Since NCLB expired, states and the federal government have been adjusting their respective policies, both to address the bill’s shortcomings and ensure that schools are accountable for their students’ proficiency. In practical terms, that meant 43 states received waivers from NCLB’s mandates in exchange for providing “state-developed plans designed to improve educational outcomes for all students, close achievement gaps, increase equity and improve the quality of instruction,” according to the U.S. Department of Education. That relationship is now embodied in federal law under the Every Student Succeeds Act.
In it, the U.S. Department of Education insists that states adopt rigorous academic standards for math, language arts and science, and compels states to test their students on proficiency in these arenas a prescribed number of times. The standards, curricula and testing instruments used are up to the states – provided these various educational elements are up to federal snuff in terms of their rigor, accountability and reliability.
While this has been the de facto system for most states over the past several years, ESSA ensconces it as the law of the land, ensuring that the federal government cannot, will not and must not impose its educational standards on states. Nevertheless, if states choose Common Core, for example, as the set of standards they wish to require their students to meet, that is fine too.

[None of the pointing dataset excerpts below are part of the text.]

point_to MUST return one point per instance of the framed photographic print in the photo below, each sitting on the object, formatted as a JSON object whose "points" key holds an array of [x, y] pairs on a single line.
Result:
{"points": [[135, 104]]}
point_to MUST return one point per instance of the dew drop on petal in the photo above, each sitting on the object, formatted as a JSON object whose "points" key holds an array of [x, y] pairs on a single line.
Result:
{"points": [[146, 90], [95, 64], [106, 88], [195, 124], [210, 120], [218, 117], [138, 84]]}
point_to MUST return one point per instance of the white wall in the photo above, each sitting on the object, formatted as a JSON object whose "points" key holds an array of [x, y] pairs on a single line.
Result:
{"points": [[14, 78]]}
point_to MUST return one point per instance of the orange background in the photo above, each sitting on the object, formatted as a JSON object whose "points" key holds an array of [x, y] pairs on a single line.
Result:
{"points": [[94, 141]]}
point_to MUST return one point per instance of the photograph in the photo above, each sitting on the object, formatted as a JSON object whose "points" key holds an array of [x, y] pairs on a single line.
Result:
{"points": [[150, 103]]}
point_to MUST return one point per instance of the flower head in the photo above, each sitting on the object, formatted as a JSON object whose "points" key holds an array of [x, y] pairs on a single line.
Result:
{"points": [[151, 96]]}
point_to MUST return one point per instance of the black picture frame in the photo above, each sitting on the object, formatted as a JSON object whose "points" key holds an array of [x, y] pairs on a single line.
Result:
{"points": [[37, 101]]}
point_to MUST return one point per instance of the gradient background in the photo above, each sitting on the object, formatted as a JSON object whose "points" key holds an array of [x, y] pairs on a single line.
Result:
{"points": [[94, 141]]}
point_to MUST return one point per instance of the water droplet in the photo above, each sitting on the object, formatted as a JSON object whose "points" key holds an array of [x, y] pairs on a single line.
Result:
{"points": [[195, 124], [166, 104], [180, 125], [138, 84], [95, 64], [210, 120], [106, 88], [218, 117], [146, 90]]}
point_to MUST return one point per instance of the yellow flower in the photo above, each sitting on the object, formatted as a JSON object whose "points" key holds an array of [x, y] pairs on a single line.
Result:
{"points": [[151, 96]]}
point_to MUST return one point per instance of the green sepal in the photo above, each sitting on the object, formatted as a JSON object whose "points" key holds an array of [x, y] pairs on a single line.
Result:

The Every Student Succeeds Act also hands to states the responsibility for fixing under-performing schools, placing the onus on states to develop a plan, using evidence-based methods, to remedy problem programs. The bill provides federal grants to assist in this endeavor, and requires states and districts to monitor and report on progress. That is actionable accountability that allows schools, districts and states to access the resources needed to address challenges that might extend far beyond school walls. The bill does this by expanding funding options to support rural schools, encouraging communitywide needs assessments to target funding to specific regions, and support for states and districts to provide resources and services to homeless students.
Each of these provisions empowers states to craft their own education policies, with the overall expectation that those policies produce students ready for higher education or the workplace. That standard is the great equalizer, and setting a high bar with support for reaching it is the federal government’s job.
The Every Student Succeeds Act is long overdue, but a significant bipartisan achievement warranting celebration nonetheless.